The York Water Company (YORW)
Dividend Opportunity — Ex-Date Wednesday, December 31, 2025
Trade Timeline
Risk Factors
- •Recommended Quick Capture (Buy 7d / Sell 1d) has very slim expected return of 0.05% with only a 51.0% win rate, leaving little room for slippage or costs
- •Short-window strategies around the ex-date (Buy 1d / Sell 1d, 1d/7d, 1d/14d) all show negative average returns (-0.31% to -0.66%) despite ~46–50% win rates, indicating poor capture dynamics
- •7-day and 14-day gap fill rates of 0.0% and Average Recovery Days of 0.0 indicate that price does not reliably recover the dividend quickly, undermining classic capture logic
- •Momentum is flat (5-day and 20-day momentum slopes both 0.0000% per day), so there is no positive trend to support a short-term capture trade
- •ATR (volatility) reported as 0.00% suggests either extremely low volatility or data limitations; in either case, small expected capture (0.05%) can be easily overwhelmed by even tiny price moves or trading costs
Action Checklist
- 1.Confirm fundamental metrics not provided here (payout ratio, earnings stability, debt levels) to validate long-term dividend sustainability for YORW.
- 2.If investing for income, size YORW as a supporting, not primary, dividend position given its moderate 2.81% yield and Tier 2 quality.
- 3.Avoid classic dividend capture around this ex-date; skip Buy 1d / Sell 1d and other post–ex-date strategies that show negative historical returns.
- 4.If trading tactically, consider only a pre–ex-date carry trade (e.g., Buy ~14 days before ex-date, Sell ~7 days before) where historical data show a modest 0.24% average return and 57.0% win rate.
- 5.Incorporate transaction costs and bid/ask spreads into any short-term strategy, as the small expected edge (0.05% for the recommended Quick Capture) is easily erased.

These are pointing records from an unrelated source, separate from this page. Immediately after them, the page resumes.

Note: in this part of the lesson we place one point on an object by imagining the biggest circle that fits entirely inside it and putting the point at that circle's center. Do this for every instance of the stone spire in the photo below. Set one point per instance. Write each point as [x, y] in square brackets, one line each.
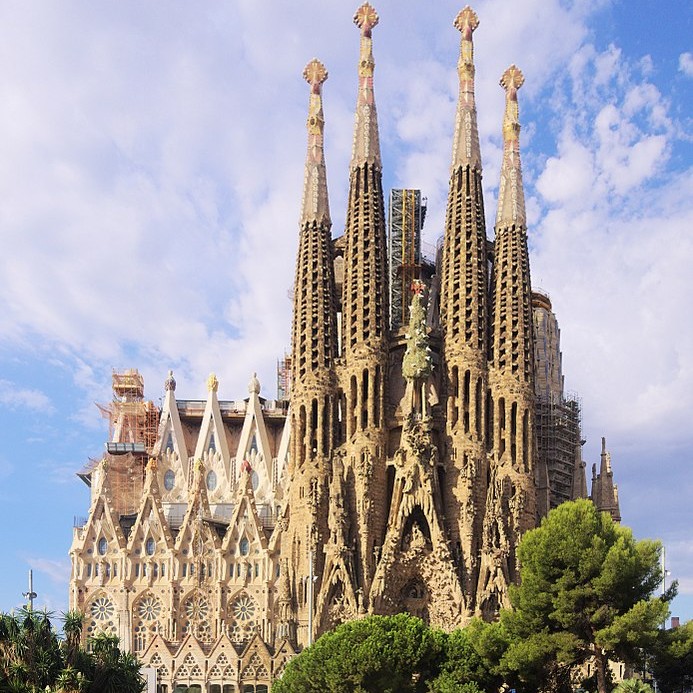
[316, 206]
[604, 491]
[463, 313]
[511, 196]
[366, 147]
[465, 149]
[314, 328]
[313, 400]
[365, 317]
[512, 341]
[511, 500]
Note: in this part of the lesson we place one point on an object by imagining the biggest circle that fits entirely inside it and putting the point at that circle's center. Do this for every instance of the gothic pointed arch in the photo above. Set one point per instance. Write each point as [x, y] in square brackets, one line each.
[171, 446]
[212, 446]
[147, 619]
[242, 619]
[254, 447]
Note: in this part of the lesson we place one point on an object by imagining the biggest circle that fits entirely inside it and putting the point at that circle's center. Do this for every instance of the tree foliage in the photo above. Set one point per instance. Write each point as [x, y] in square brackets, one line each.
[633, 686]
[33, 658]
[379, 653]
[672, 662]
[586, 592]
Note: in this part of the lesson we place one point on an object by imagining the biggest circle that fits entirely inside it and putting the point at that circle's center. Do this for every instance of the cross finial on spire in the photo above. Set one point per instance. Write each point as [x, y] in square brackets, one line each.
[366, 18]
[511, 199]
[315, 206]
[512, 80]
[466, 21]
[366, 148]
[315, 73]
[465, 149]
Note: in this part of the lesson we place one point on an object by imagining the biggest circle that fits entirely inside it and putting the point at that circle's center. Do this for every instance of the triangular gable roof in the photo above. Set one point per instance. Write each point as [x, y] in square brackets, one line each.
[157, 644]
[102, 512]
[198, 510]
[151, 503]
[223, 644]
[189, 644]
[245, 517]
[213, 423]
[169, 423]
[255, 644]
[254, 426]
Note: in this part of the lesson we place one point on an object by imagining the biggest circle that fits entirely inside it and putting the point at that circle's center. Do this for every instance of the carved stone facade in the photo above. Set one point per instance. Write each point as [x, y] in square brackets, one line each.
[399, 475]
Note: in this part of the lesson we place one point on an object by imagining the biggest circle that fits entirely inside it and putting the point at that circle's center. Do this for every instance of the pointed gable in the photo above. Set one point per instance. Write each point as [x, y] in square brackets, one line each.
[254, 445]
[103, 522]
[212, 446]
[150, 525]
[245, 523]
[195, 529]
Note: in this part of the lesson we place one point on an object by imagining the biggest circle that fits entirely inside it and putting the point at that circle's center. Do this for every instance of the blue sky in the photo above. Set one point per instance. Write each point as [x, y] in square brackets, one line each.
[151, 161]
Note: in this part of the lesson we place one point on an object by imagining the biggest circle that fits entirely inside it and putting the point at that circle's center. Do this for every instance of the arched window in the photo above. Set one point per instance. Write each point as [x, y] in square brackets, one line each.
[211, 480]
[169, 479]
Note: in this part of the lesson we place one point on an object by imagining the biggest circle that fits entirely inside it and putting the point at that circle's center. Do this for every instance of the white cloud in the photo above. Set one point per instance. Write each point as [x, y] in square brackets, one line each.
[686, 64]
[57, 571]
[15, 396]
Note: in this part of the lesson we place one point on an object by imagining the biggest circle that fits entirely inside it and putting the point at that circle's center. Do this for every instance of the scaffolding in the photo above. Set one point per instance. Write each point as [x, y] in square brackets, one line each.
[406, 218]
[559, 445]
[133, 425]
[133, 421]
[284, 378]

- 6.Reassess near ex-date for any new momentum or volatility signals, since current momentum slopes are flat and ATR appears abnormally low.
| Strategy | Avg Return | Win Rate | Historical Events |
|---|---|---|---|
Buy 14D, Sell 7D After Buy 14 days before ex-date, sell 7 days after | +0.24% | 57% | 100 ex-dates |
Quick CaptureBest Buy 7 days before ex-date, sell 1 day after | +0.05% | 51% | 100 ex-dates |
Same-Day Buy 1 day before ex-date, sell 1 day after | -0.31% | 50% | 100 ex-dates |
Classic Capture Buy 1 day before ex-date, sell 7 days after | -0.63% | 46% | 100 ex-dates |
14-Day Hold Buy 1 day before ex-date, sell 14 days after | -0.66% | 46% | 100 ex-dates |
* Returns include dividend capture yield plus price change. Past performance does not guarantee future results.
YORW looks like a reasonable, mid-quality utility-style dividend holding, with a 2.81% forward yield and solid Tier 2, 63/100 quality metrics supporting long-term suitability. However, the historical data argue against a classic dividend capture around this ex-date: short-term capture strategies show minimal or negative edge and no reliable post–ex-dividend recovery. It is better viewed as a long-term income position than a short-term capture trade.
This analysis is for informational purposes only and is not financial advice. Past performance does not guarantee future results. Always conduct your own research before making investment decisions.